Cardiac Inflammation Occuring on A Western-type Diet Mediated by Activation of RAGE by AGEs
Another new paper2 reports that a high fat Western-type diet is also high in AGEs. They examined the effects of a high fat “fast food” (21% fat) diet in intact mice and also in mice with RAGE (AGE receptor) knocked out. A group of the intact mice fed the high fat high AGEs diet were also treated with an AGE inhibitor drug, alagebrium chloride.
The Western-style diet was associated in the intact mice with cardiac hypertrophy, inflammation, mitochondrial-dependent superoxide radical production, and cardiac AGE accumulation. The RAGE KO (knockout) mice on the diet similarly became obese and accumulated intramyocardial lipid, but the cardiac hypertrophy, inflammation, and oxidative stress were attenuated compared with the intact mice. Both the intact mice and the RAGE KO mice receiving the AGE inhibitor drug had reduced levels of inflammation and oxidative stress. The authors conclude that “[t]his study suggests that AGEs represent important mediators of cardiac injury associated with a Western fast-food diet.”
Inhibition of Glycation by Extracts of Culinary Herbs and Spices
The benefits of certain herbs and spices are reported in another new paper3 to include inhibition of protein glycation (in this study, the sugar used was fructose, which (like glucose) also forms glycation (AGE) products but is actually more reactive than glucose.3
Of the many herbs and spices studied, cloves was the most potent in inhibiting the glycation of albumin, followed by cinnamon. Other effective herbs included sage, marjoram, tarragon, and rosemary.
Inhibiting the Formation of AGEs with Nutrients
We use lower heat food preparation methods, such as slow cooking at a low setting, to reduce cooking-induced creation of AGEs. In addition, we also take a formulation (AGEless™) containing a group of nutrients that potently inhibit the formation of AGEs within the body; these include rutin, carnosine, histidine, benfotiamine, and alpha-lipoic acid. See “Reducing Glycation Reactions for Better Health and Longer Life” in the February 2008 Life Enhancement magazine.
References
- Cai et al. Oral glycotoxins determine the effects of caloric restriction on oxidant stress, age-related diseases, and lifespan. Am J Pathol 173(2):327-36 (2008).
- Tikellis et al. Cardiac inflammation associated with Western diet is mediated via activation of RAGE by AGEs. Am J Physiol Endocrinol Metab 295:E323-30 (2008).
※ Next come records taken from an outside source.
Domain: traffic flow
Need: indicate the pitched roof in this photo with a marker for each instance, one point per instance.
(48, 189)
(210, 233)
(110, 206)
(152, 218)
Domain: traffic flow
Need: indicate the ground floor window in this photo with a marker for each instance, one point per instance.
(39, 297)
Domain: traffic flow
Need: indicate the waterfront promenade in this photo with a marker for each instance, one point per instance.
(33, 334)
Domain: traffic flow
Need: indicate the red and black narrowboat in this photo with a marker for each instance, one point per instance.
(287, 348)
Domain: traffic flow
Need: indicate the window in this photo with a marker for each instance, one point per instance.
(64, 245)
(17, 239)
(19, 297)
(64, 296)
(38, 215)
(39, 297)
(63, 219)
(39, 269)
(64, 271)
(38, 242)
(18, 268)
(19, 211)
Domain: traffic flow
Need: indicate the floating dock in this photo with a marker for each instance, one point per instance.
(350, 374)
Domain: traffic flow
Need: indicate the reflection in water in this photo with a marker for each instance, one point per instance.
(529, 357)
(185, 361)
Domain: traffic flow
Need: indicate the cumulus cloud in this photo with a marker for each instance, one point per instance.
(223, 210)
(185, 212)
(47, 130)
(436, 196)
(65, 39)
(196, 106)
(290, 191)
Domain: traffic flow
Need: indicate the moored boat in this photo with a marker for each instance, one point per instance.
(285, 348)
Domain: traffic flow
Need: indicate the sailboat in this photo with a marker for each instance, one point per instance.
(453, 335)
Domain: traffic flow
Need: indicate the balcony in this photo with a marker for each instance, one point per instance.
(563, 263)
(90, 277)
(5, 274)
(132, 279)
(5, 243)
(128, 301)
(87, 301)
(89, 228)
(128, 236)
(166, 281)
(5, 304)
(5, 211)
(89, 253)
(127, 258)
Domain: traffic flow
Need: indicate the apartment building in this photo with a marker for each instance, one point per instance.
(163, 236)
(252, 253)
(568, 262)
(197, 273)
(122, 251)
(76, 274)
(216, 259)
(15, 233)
- Dearlove et al. “Inhibition of protein glycation by extracts of culinary herbs and spices,” J Med Food 11(2):275- 81 (2008).
Beta-alanine Supplementation Augments Muscle Carnosine Content and Improves Muscular Performance
Carnosine (a dipeptide synthesized from the amino acids histidine and beta-alanine) is present in relatively high concentrations in muscle and the brain. Several studies have suggested that muscle carnosine is a determining factor in high-intensity dynamic and isometric exercise performance in both trained and untrained men and
women.1,2,3 One recent paper1 reported that beta-alanine is the rate-limiting factor required for endogenous (in the body) carnosine synthesis.One problem with taking carnosine orally to improve muscular function is that it has a very short half life due to the presence in the plasma of the enzyme carnosinase that breaks it down into its two amino acid constituents. However, supplements of beta-alanine, acting as the rate-limiting carnosine precursor, increases intracellular carnosine levels and has beneficial effects on muscle fatigue, especially on the fast-twitch (glycolytic) type of muscle fibers associated with maximum power (such as sprints).2
In a recent paper,2 men who took 4 grams to 6.4 grams of beta-alanine a day (in divided doses) for 4 weeks had significantly improved exercise performance, including increased ability to sustain power output in the final 10 seconds of a 30 second Wingate test (high-intensity exercise). There was a 13.0% increase in TWD (Total Work Done) after 4 weeks, with a further 3.2% increase at 10 weeks. TWD was unchanged at 4 and 10 weeks in the control subjects. The 4 to 6.4 grams of beta-alanine used as supplementation in this study was estimated by the researchers to be 1–2 times greater than that found in some human diets.2 In this paper, the authors attributed the beneficial effects of beta-alanine-induced increases in carnosine to carnosine’s buffering capacity of acid produced in muscles by exercise.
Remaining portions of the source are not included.